In a way, what turned out to be a misstep has turned out to be actually a damn good opportunity for this wonderful, evolving world of innovation that's coming right at us at a rapid pace of knots. That doesn't answer your question directly, but put it this way: I am glad that we were able to stop because a world has opened up to us.
Yeah. Those are our lessons learned.
... I'm sure this has been challenging. Obviously, for specific science and safety. I think, there's 2 aspects to that, is the world has changed. Rio have got serious about their sustainability credentials, about controlling the carbon emissions, and about the value of the aluminum, which only produces 2 tons of carbon versus-
Sixteen.
16 tons of carbon. There is a real moral imperative to keep that smelter going. From the perspective of PPI, well, this is something just fundamentally we put out. We believe that the price should be NZD 105 real, is that we are moving to a period where these renewable projects will move from a short-run marginal basis to a, "No, it's a subscription basis." That is the basis of the deal we've done with New Zealand Steel, is that these things, believe it or not, don't come for free. Any deal with the smelter will be underpinning both existing and new renewable generation. That has to be paid for, and a PPI or CPI-linked PPA is the way that that will get paid for. Will that lead to problems further down the track?
It could, but the reality is, it will be supplied with high quality, near 100% renewable electricity for a very long period, and that needs to be funded and paid for. Okay, first of all, can I get a round of applause for Shelley and the team who have done an absolute cracking job? Huge ngā mihi nui, for all the hard mahi that went into it. This, that has just been awesome. Look, I hope you got a flavor of Contact today, and two things I hope in that: one, it was the Contact you recognize, but also the Contact of the future, where clearly we have ambition, and we have an ambition for growth that is not just... What was the term you used, Jacqui? In terms of brigawatts.
These are real and hard, and you're about to see them. I hope you'll also see in that a transparency and honesty. Look, we're happy to front up to issues, and whether it's the story that Jack told you about the journey we've been on with Tauhara or where it's fronting up to the issues we've had with AGS, it's to be transparent, it's to be honest, it's to grab hold of the taniwha's tail, face up to it, and move forward. With that comes an exciting future, and the wonderful thing about this is that for all the people in the room who are with Contact, we get to turn up to work and deliver real and growing shareholder value in a way that is completely consistent with our internal value set. Because we are genuinely reducing carbon emissions.

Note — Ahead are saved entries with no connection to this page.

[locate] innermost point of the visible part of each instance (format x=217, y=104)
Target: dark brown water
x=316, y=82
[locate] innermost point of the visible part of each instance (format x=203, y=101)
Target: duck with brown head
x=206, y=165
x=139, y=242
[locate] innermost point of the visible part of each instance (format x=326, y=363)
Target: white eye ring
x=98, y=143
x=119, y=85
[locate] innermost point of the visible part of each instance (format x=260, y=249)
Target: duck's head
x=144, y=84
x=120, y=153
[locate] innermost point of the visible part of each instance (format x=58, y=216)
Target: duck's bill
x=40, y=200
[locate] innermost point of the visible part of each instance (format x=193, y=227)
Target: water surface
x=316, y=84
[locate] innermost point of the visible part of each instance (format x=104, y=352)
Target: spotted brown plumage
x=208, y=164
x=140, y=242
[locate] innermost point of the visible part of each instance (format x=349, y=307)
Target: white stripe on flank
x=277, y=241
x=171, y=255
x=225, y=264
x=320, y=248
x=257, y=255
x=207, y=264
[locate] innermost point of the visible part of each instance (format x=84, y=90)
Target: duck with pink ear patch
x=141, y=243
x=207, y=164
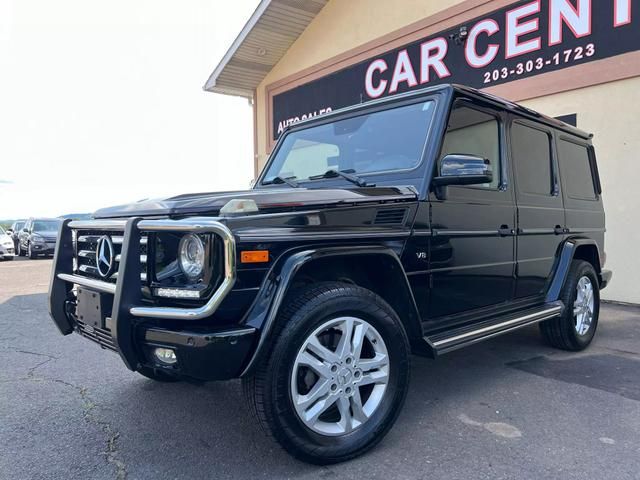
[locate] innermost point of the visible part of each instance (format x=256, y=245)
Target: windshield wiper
x=346, y=174
x=277, y=180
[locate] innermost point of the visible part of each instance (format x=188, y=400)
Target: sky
x=101, y=103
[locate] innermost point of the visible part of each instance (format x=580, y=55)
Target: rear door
x=541, y=220
x=580, y=187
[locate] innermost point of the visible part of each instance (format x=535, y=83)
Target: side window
x=576, y=169
x=473, y=132
x=531, y=153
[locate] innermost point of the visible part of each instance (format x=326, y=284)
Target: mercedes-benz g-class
x=415, y=224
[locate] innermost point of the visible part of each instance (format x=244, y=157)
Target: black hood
x=268, y=200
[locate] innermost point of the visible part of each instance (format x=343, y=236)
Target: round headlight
x=191, y=256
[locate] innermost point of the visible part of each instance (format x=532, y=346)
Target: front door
x=472, y=247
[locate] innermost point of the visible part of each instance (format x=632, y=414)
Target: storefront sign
x=524, y=39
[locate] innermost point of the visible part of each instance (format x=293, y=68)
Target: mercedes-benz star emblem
x=105, y=256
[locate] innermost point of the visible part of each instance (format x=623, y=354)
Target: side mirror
x=457, y=169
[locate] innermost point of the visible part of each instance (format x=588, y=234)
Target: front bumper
x=132, y=330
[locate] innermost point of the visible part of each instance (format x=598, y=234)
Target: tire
x=271, y=390
x=571, y=331
x=158, y=375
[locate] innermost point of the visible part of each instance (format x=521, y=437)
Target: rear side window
x=531, y=151
x=575, y=165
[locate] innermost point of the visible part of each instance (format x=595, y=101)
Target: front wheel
x=575, y=329
x=337, y=375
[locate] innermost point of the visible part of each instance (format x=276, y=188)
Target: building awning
x=271, y=30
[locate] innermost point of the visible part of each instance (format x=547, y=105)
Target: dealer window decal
x=524, y=39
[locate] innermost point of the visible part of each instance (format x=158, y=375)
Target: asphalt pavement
x=508, y=408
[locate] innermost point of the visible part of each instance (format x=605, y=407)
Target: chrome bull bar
x=127, y=305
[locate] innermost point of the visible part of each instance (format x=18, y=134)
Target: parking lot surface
x=507, y=408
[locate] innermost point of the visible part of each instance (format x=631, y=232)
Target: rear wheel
x=575, y=329
x=337, y=375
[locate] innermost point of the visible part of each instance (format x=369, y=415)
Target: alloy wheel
x=584, y=305
x=340, y=376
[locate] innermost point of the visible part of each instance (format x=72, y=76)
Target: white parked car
x=7, y=250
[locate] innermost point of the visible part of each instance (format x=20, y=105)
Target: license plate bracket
x=89, y=309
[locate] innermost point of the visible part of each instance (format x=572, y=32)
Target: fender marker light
x=254, y=256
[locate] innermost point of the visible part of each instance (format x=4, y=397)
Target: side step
x=450, y=340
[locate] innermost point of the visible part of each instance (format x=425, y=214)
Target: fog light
x=165, y=355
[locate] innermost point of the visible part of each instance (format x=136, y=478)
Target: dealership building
x=578, y=60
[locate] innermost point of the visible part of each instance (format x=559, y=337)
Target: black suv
x=420, y=223
x=38, y=237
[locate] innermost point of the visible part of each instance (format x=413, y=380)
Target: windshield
x=46, y=225
x=376, y=142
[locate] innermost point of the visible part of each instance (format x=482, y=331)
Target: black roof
x=453, y=89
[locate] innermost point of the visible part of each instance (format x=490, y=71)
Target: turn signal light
x=254, y=256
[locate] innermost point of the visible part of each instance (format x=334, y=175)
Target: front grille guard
x=127, y=304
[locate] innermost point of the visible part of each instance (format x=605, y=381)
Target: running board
x=450, y=340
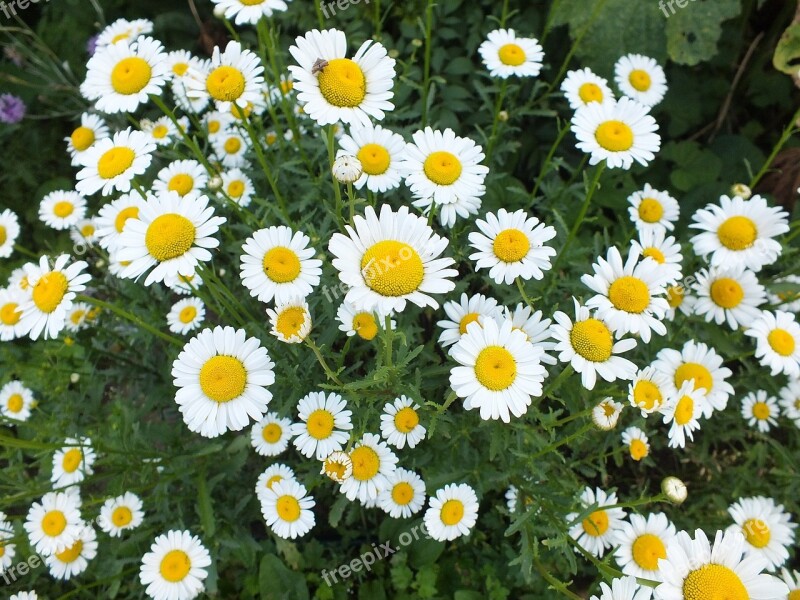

We do it with good intent. We are genuinely growing the next generation of New Zealanders who will deliver the next wave and the next wave beyond that of renewable energy projects. We also saw today, Matt and his team, the way they connect with half a million ordinary Kiwi households each and every day. Our hope is that we can join them, too, on that decarbonization journey. I hope that Dorian's presentation at the end gave you some insight into value, which, quite frankly, we see as underrecognized. This is a cracking company with a cracking portfolio and with a cracking future in front of it. With that, I won't take up any more of your time. Thank you for your questions. Thank you for your attendance. Thank you for coming down here on what the Scots would call such a dreich day.
As you can see, even on these dreich days, we are perfectly capable of delivering outstanding value. Thank you.